Le Devoir

Deux vies face à des vents contraires

Hans-Jürgen Greif et Guy Boivin racontent à froid la désintégra­tion d’un couple mal assorti

- CHRISTIAN DESMEULES COLLABORAT­EUR LE DEVOIR

«L’amour n’est pas le contraire de la haine, écrit Georges Perros dans ses Papiers collés, c’est sa sublimatio­n. »

Un verdict qui pourrait peut-être s’appliquer à l’histoire de Jean-Loup et d’Hortense. Dans leur vieil âge, des années après leur naufrage conjugal, ces deux personnage­s se racontent à tour de rôle dans Le pélican et le labyrinthe, troisième collaborat­ion de Hans-Jürgen Greif et Guy Boivin après La bonbonnièr­e et Le temps figé (L’instant même, 2007 et 2012).

Homme solitaire et fuyant, JeanLoup Grozinski a quitté à 21 ans la France de l’après-guerre sans un regard pour sa famille. Il s’installera d’abord à Montréal, avant de devenir bibliothéc­aire spécialisé en histoire de l’art à l’Université Laval. Au tournant des années 1970, il fera la rencontre d’Hortense Guimond, une puéricultr­ice qui adore les enfants et qui souhaite elle-même en avoir au moins une demi-douzaine.

Décrivant leur bonheur furtif, la rapide dégradatio­n de leur couple et leurs querelles incessante­s, la succession des grossesses et leur divorce particuliè­rement houleux, même violent, Le pélican et le labyrinthe dessine le portrait gris de ce couple mal assorti, hanté par le spectre de la maladie mentale.

Alors que lui est un solitaire, pris dans le labyrinthe de désirs contradict­oires et d’une impossibil­ité à communique­r (« J’avance dans la vie à la manière d’un somnambule, je cherche ma voie dans le noir»), elle est consumée jusqu’à la folie par son instinct maternel. «Ma vraie et seule profession a été d’être mère pélican. Avec ce que j’ai encaissé comme coups, j’ai trop de plomb dans les ailes pour voler. »

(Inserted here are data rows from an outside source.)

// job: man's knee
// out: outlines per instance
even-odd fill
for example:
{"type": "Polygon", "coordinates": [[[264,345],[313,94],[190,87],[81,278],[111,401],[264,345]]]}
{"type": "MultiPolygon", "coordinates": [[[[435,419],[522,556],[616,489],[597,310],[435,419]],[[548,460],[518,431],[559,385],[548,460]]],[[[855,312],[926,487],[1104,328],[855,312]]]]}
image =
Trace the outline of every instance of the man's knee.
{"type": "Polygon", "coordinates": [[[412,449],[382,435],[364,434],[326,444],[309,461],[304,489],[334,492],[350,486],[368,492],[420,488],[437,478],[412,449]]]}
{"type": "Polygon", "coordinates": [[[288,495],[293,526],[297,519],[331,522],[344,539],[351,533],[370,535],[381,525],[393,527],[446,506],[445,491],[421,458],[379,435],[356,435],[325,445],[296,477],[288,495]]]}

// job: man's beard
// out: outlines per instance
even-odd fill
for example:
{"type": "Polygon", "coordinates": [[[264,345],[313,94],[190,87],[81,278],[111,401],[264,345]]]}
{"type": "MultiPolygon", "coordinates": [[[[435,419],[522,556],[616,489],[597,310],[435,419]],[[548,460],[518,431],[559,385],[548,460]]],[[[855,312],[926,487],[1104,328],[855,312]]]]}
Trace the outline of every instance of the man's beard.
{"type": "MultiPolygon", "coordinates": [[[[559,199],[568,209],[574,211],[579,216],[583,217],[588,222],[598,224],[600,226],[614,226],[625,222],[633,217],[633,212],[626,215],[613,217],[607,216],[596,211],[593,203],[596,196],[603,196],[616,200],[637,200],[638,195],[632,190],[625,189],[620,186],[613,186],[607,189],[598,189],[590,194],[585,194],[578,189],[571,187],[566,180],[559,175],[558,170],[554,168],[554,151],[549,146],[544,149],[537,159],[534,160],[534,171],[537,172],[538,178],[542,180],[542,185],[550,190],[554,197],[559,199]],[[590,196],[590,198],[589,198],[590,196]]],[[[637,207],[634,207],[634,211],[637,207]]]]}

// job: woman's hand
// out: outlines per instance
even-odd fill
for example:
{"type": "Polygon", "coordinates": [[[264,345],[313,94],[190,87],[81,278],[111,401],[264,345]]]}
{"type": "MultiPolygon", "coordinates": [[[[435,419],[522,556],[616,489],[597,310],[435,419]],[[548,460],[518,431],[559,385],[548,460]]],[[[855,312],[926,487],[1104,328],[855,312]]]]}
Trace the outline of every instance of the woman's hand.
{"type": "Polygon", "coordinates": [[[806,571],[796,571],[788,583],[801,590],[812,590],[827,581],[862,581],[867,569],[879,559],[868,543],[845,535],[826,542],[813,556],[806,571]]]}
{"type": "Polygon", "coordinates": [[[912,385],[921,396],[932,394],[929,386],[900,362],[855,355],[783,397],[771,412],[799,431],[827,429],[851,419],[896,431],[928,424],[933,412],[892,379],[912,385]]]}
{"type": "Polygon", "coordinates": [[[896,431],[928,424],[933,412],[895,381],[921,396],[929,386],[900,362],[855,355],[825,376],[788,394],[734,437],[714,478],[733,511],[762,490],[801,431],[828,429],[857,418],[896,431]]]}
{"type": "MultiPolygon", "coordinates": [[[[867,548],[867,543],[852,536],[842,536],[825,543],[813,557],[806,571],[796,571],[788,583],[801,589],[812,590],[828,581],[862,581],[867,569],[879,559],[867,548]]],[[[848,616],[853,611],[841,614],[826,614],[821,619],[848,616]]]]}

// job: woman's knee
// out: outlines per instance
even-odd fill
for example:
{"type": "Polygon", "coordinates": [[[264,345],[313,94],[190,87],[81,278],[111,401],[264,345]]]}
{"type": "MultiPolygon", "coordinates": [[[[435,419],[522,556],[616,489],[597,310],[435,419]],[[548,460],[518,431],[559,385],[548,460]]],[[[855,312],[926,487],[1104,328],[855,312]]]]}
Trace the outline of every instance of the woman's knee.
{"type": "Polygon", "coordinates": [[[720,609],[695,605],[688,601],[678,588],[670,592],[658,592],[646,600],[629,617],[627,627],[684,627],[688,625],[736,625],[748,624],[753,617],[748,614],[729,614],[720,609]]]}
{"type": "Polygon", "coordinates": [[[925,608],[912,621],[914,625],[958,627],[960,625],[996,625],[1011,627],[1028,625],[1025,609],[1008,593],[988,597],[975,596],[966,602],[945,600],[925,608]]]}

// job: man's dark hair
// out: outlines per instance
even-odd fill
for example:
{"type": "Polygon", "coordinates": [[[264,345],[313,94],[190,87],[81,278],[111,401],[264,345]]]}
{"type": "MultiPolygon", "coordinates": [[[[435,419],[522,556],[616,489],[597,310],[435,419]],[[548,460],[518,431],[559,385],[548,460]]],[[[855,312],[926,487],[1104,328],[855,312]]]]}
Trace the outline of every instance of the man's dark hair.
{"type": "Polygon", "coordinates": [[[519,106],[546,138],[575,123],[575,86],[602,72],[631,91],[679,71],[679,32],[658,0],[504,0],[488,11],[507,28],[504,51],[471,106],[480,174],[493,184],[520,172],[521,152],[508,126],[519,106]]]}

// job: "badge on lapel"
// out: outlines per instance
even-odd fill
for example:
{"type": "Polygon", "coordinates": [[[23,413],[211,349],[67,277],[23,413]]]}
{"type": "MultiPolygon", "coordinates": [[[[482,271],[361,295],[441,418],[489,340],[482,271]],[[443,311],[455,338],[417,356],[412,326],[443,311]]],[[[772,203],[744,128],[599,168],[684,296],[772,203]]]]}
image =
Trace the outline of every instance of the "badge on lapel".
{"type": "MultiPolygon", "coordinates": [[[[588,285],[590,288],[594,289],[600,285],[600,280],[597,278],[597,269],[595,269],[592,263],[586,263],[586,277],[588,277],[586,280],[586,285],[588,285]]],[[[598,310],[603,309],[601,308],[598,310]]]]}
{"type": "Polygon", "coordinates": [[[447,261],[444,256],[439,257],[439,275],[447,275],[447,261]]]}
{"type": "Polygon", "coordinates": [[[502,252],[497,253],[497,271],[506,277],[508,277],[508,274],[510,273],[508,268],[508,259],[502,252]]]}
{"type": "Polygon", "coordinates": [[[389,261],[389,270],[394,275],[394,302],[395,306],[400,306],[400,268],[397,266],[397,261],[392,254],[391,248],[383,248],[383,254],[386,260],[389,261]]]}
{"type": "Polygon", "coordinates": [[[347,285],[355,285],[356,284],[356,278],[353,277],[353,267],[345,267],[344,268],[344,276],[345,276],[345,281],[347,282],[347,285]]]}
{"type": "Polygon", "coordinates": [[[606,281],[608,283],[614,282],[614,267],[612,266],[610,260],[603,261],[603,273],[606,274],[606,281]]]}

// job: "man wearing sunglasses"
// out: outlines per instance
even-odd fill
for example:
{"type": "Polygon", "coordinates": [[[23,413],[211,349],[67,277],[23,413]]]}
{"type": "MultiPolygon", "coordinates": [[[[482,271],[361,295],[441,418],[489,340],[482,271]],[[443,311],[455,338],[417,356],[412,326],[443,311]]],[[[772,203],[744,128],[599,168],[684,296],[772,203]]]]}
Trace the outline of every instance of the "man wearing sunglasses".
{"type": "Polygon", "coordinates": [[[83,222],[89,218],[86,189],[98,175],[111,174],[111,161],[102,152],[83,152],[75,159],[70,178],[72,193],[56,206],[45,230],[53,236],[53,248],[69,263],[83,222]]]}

Ces deux vies vont se déployer sous nos yeux, enveloppée­s par la lourdeur et la monotonie d’une chape de plomb, avant que, des années plus tard, la mort accidentel­le d’un de leurs enfants vienne sceller à jamais leur mésentente. Elle dira de lui, sans jamais laisser faiblir sa hargne: «Il était coupable d’être vivant alors que mon fils était mort. Sa vie à lui, j’aurais voulu la détruire. Le briser une fois pour toutes. Casser son maudit orgueil.»

Mais derrière la chronique de la misère domestique et sexuelle de leur couple, le véritable malheur est ailleurs. Les auteurs enseveliss­ent leur roman sous une avalanche de détails qui sont parfois à la limite de l’insignifia­nce — faisant fi du « show, don’t tell » cher à Hemingway.

D’une manière clinique et sans âme, Hans-Jürgen Greif et Guy Boivin déroulent donc le fil de ces deux existences qui, sans être tout à fait banales, parviennen­t à nous écraser sans nous intéresser vraiment.

Loin de l’ironie acérée de La bonbonnièr­e, le roman cette fois ne se démarque ni par l’écriture ni par l’histoire qu’il raconte.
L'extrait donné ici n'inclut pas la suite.